Why is this issue so important? It is important because it gets to the nature of faith. For a Roman Catholic, faith is mere assent to facts about salvation on the grounds that the church teaches them, and is hence compatible with mortal sin. (You can be an adulterer or drunk and still assent to Christ’s divinity, transubstantiation, etc. Such faith is real but Catholics believe this "faith" does not by itself save.)

By contrast Calvinists and Lutherans both do teach that faith is not just factual belief, but also involves trust and reliance upon the person and teaching in which one has faith. This trust and reliance comes from the Holy Spirit but is empirically verifiable, that is, it is visible both to the believer by introspection (he knows he trusts Christ) and to the outsider (his trust in Christ produces good works). Thus for a Lutheran, a theologically orthodox adulterer or drunk does not and cannot in fact have real faith, but only a mere historical faith or belief, which does not save.

But while Calvinists in theory agree with us on this issue, in fact they deny this with their doctrine of the perseverance of the saints. The Calvinist must admit that many saints are in fact in the period when their saving faith has lost its "evidence" and thus has no empirical evidence. Similarly they must admit that many who have subjective and objective evidence of faith will later be shown to be hypocrites all along, by the fact that they later fell away.
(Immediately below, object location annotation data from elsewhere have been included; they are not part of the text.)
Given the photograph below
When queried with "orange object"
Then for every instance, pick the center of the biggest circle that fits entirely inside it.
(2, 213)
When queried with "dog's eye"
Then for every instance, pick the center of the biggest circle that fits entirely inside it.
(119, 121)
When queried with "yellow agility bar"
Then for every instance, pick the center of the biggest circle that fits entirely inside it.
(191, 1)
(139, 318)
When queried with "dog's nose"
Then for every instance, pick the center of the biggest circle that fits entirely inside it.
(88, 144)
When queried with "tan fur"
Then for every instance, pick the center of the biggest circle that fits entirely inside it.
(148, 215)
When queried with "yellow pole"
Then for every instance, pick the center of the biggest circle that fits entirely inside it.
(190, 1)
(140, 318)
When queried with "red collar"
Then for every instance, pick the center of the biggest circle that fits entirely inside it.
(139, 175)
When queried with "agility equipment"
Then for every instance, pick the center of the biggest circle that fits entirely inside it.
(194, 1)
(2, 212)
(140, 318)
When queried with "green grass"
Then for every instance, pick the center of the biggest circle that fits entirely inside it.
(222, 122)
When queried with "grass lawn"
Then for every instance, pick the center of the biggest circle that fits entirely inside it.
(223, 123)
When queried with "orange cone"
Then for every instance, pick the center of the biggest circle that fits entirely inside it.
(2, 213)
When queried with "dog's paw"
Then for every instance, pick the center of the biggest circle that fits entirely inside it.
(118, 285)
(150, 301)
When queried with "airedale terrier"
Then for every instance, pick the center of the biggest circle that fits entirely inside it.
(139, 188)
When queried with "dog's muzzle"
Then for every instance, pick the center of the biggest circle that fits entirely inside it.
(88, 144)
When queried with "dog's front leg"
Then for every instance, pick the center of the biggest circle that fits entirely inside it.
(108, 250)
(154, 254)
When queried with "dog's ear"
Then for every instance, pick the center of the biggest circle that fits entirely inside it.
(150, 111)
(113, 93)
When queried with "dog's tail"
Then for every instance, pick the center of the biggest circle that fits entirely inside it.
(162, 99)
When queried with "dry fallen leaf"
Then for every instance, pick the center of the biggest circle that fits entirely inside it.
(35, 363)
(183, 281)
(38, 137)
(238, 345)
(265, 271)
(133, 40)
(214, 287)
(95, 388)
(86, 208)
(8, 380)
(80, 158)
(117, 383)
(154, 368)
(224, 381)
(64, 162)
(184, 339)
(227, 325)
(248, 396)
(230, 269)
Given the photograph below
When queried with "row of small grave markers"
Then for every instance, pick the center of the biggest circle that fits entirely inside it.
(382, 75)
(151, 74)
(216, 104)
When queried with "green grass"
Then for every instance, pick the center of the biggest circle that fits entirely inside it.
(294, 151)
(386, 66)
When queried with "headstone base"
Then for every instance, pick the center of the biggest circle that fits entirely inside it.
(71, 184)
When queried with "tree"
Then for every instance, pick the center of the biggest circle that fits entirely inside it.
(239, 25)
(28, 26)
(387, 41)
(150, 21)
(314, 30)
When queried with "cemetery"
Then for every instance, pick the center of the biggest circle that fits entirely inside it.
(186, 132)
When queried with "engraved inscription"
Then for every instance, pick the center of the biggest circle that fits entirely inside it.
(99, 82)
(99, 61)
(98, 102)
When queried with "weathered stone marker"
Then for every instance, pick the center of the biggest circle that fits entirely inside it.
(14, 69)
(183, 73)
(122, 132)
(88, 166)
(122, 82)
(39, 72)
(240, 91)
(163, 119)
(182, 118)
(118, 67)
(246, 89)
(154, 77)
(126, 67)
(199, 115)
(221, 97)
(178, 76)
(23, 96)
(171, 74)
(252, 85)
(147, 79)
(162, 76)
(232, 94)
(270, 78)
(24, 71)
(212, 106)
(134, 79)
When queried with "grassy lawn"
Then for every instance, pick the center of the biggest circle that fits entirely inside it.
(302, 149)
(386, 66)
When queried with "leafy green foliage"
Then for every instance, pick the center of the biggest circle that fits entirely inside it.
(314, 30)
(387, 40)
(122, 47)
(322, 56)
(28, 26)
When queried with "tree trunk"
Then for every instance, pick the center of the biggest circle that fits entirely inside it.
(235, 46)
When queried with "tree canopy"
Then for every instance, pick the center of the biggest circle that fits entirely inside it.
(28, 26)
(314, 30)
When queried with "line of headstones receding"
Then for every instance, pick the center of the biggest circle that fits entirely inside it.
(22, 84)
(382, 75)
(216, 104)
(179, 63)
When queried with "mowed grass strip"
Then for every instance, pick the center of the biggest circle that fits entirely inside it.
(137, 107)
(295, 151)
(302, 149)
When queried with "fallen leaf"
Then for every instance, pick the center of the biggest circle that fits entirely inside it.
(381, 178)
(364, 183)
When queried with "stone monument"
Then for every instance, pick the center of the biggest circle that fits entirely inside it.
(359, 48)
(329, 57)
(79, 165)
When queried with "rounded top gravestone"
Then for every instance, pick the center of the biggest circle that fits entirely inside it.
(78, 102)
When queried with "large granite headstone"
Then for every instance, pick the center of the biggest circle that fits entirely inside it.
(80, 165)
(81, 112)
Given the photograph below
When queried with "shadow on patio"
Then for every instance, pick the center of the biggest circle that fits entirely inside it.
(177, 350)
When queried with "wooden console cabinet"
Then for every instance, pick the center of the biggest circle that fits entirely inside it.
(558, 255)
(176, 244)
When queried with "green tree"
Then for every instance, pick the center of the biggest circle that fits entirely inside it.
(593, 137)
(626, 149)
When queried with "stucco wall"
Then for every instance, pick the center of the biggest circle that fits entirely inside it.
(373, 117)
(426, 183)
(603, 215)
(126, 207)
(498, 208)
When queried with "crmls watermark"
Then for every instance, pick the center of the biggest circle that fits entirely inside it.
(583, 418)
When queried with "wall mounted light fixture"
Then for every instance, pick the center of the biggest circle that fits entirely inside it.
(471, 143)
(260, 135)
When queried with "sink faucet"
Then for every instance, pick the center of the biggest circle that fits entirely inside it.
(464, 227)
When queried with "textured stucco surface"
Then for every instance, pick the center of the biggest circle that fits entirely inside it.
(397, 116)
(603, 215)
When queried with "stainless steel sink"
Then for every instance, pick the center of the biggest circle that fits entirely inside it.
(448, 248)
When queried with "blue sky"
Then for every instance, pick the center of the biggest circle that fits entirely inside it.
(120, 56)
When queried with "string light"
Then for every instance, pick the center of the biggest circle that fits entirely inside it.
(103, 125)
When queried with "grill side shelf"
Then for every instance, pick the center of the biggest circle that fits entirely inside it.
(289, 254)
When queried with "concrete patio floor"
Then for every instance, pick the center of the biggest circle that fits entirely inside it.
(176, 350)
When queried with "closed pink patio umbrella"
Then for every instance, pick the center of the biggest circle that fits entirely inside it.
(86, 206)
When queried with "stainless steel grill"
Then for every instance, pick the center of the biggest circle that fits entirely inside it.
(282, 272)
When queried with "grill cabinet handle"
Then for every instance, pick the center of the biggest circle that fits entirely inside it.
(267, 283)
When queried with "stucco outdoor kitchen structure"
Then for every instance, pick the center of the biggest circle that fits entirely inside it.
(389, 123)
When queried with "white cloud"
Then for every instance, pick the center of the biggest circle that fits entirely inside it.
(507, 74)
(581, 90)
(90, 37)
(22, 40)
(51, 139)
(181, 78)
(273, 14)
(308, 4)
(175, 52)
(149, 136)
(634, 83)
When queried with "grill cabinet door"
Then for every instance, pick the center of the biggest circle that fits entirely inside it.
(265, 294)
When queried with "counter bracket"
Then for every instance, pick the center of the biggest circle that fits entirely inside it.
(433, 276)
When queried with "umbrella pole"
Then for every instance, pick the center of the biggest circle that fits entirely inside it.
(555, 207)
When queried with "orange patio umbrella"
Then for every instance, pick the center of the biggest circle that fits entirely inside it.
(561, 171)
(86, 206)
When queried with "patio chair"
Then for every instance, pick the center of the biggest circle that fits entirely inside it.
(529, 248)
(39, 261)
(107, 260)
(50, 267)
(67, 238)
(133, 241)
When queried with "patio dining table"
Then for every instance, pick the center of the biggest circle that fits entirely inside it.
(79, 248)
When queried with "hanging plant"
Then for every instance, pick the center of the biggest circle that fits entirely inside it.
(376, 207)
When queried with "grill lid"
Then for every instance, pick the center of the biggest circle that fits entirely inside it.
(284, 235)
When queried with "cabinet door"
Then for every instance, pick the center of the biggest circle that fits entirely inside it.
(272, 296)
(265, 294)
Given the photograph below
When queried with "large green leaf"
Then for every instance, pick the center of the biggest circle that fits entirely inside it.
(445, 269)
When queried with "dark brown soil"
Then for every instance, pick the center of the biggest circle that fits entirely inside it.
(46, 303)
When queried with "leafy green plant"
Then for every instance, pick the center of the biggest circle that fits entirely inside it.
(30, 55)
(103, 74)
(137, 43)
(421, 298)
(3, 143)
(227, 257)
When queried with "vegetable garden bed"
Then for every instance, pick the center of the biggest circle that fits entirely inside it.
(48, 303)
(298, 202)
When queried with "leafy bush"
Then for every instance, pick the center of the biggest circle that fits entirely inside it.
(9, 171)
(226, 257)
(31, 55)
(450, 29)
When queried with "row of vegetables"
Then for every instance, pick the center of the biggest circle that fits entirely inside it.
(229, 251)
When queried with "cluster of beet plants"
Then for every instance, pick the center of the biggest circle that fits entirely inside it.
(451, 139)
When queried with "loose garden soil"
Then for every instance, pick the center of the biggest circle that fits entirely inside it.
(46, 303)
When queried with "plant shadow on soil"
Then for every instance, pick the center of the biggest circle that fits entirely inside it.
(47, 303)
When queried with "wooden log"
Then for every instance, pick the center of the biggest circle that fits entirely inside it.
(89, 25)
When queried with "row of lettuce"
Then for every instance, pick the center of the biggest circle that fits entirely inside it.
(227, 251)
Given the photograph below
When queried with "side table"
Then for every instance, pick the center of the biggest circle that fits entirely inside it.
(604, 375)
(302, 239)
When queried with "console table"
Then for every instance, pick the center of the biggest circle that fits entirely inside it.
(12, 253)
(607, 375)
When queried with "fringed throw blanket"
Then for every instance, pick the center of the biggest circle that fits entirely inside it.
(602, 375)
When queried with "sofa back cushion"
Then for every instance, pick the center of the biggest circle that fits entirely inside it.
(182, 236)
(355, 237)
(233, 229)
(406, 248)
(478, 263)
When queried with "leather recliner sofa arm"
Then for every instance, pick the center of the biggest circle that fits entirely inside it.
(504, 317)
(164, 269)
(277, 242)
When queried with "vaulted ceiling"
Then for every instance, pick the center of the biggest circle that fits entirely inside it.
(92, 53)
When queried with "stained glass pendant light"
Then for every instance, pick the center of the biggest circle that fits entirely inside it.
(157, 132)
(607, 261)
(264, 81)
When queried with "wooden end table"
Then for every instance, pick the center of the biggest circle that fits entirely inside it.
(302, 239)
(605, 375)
In the last analysis, this article of the "perseverance of the saints" reduces Calvinist "faith" to a mysterious X which sometimes produces effects, but sometimes lives in the person’s life without any subjective or objective evidence at all, and which can moreover be indetectably counterfeited by false faith. Allowing the first possibility even in theory, let alone in the life of Biblical saints, is utterly unacceptable to the Christian and evangelical understanding of faith, and to allow the second is to open the door to constant doubt of faith.